Des commissions d'affermage pour l'élaboration préliminaire des contrats sont créées auprès des Conseils départementaux de l'économie nationale en vertu de l'instruction du 6 avril 1922.

Quant aux personnes auxquelles les entreprises peuvent être affermées, le paragraphe 2 de l'instruction du 19 juillet 1921 prescrit de donner la préférence aux grandes organisations coopératives et à leurs fédérations. En outre, les entreprises peuvent être affermées aux particuliers, y compris les anciens propriétaires, qui sont parfois plus au courant de la situation locale (§ 3 de l'instruction). La nouvelle instruction du 6 avril 1922 répète qu'il ne peut y avoir d'obstacle à l'affermage du fait que le candidat est un ancien propriétaire ou fermier à long terme de l'entreprise. Il ne faut tenir compte, lors de la conclusion du contrat, que des garanties que présente l'intéressé au point de vue de la bonne administration de l'entreprise, à savoir: sa carrière précédente, son stage et sa réputation. Les instructions du 19 juillet 1921 et du 6 avril 1922 déclarent toutes deux que les étrangers peuvent prendre à bail des entreprises dans les mêmes conditions que les citoyens russes. Les contrats passés avec les étrangers seront soumis aux règles générales.

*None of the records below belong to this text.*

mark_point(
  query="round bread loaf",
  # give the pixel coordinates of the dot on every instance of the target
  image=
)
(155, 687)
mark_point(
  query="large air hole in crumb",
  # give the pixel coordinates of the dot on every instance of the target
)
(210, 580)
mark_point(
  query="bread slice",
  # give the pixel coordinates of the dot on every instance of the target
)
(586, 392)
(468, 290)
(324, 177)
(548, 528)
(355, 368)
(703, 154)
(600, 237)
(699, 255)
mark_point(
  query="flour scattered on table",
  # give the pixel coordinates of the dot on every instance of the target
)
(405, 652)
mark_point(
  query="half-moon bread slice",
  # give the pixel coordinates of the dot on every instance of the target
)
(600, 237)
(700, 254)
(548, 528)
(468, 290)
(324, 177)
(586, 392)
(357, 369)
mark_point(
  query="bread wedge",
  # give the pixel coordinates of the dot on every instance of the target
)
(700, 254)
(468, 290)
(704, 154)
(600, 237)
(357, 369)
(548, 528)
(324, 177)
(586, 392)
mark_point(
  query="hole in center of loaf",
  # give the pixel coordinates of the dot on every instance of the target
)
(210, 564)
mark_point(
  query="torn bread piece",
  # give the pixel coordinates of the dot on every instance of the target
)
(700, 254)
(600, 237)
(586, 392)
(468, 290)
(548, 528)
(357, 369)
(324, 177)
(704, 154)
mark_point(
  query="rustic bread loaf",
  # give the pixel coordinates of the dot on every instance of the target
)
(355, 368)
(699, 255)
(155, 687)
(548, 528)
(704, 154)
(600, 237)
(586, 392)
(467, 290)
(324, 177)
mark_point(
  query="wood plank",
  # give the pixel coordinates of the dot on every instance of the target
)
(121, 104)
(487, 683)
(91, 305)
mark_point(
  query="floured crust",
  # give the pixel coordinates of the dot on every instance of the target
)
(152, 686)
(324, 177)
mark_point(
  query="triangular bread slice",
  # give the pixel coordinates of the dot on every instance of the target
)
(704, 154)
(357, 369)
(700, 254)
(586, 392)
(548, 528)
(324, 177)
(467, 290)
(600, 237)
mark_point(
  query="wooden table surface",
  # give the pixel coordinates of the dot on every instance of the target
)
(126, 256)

§ 2. Obligations du fermier.

Le fermage.

La première obligation qui incombe au fermier d'une entreprise industrielle est de payer régulièrement à l'État le montant du fermage. D'après le paragraphe 9 de l'instruction du 19 juillet 1921, ce montant est fixé d'après la valeur de l'entreprise, sa productivité avant et pendant la guerre, ainsi que d'après les dépenses que le fermier effectue pour réparations, agrandissements ou constructions nouvelles. Le fermage pourra être payé tantôt en nature, tantôt en espèces. Le projet du «code des lois concernant les obligations découlant des contrats de bail et d'accords» précise que le fermage pourra consister dans un certain pourcent de marchandises, de produits ou de recettes de l'entreprise ou dans la prestation de certains services stipulés dans le contrat; ces divers moyens de payement pourront d'ailleurs être combinés.

Dans le cas où les circonstances viendraient à changer brusquement, le fermier pourrait demander une certaine modification des conditions contenues dans le contrat de bail.

Autres obligations du fermier.

En outre du fermage, l'exploitant est obligé de céder à l'État une partie de sa production moyennant une rétribution spéciale; si les marchandises qu'il fabrique font l'objet d'un monopole d'État, il est tenu de céder à ce dernier toute la production de l'entreprise affermée (§ 6 de l'instruction du 19 juillet 1921). Enfin, la nouvelle instruction du 6 avril 1922 propose également de réserver dans le contrat le droit de l'État d'obliger le fermier à lui vendre, au prix du marché, une partie des produits fabriqués avec ses propres matières premières, ou bien d'exécuter les commandes de l'État avec les matières premières qui lui seraient fournies par celui-ci.

D'autres obligations imposées au fermier concernent plus particulièrement l'administration de l'entreprise. C'est ainsi que pour empêcher qu'un fermier n'exploite l'entreprise dans un but de pure spéculation, il est obligé de mettre celle-ci en activité dans un délai prévu par le contrat (§ 12 de l'instruction du 19 juillet 1921). De plus, il est prévu dans le projet du «code des lois concernant les obligations découlant des contrats de bail» que les biens obtenus par le fermier devront être utilisés sans modifications essentielles et suivant les méthodes prescrites par les lois et le contrat; à défaut de telles prescriptions, ces biens seront utilisés conformément à l'esprit du contrat et au but auquel ils étaient destinés. Le fermier est tenu d'ailleurs de fabriquer, dans les entreprises qu'il exploite, des produits du genre indiqué et dans les proportions prévues par le contrat. Pour apporter des changements quelconques à la production ou à l'organisation de l'entreprise, le fermier est obligé de demander, au préalable, l'assentiment de l'autorité qui a affermé l'entreprise.

Enfin, certaines mesures sont prévues pour permettre à l'État de juger de la manière dont les contrats de bail sont exécutés. D'après l'arrêté du Comité central exécutif du 25 octobre 1921, toutes les entreprises affermées sont tenues d'envoyer à des termes fixes, au Conseil suprême de l'économie nationale, au Service central des statistiques ou à leurs organes locaux, des informations concernant la marche des travaux, la production et les changements survenus ainsi que des renseignements de caractère économique. D'autre part, le paragraphe 14 de l'instruction du 19 juillet 1921 charge les Conseils locaux de l'économie nationale de contrôler l'exploitation des entreprises affermées et l'exécution régulière par les fermiers des contrats de bail, tout en ayant égard à ce que ce contrôle ne dérange pas la marche normale des entreprises.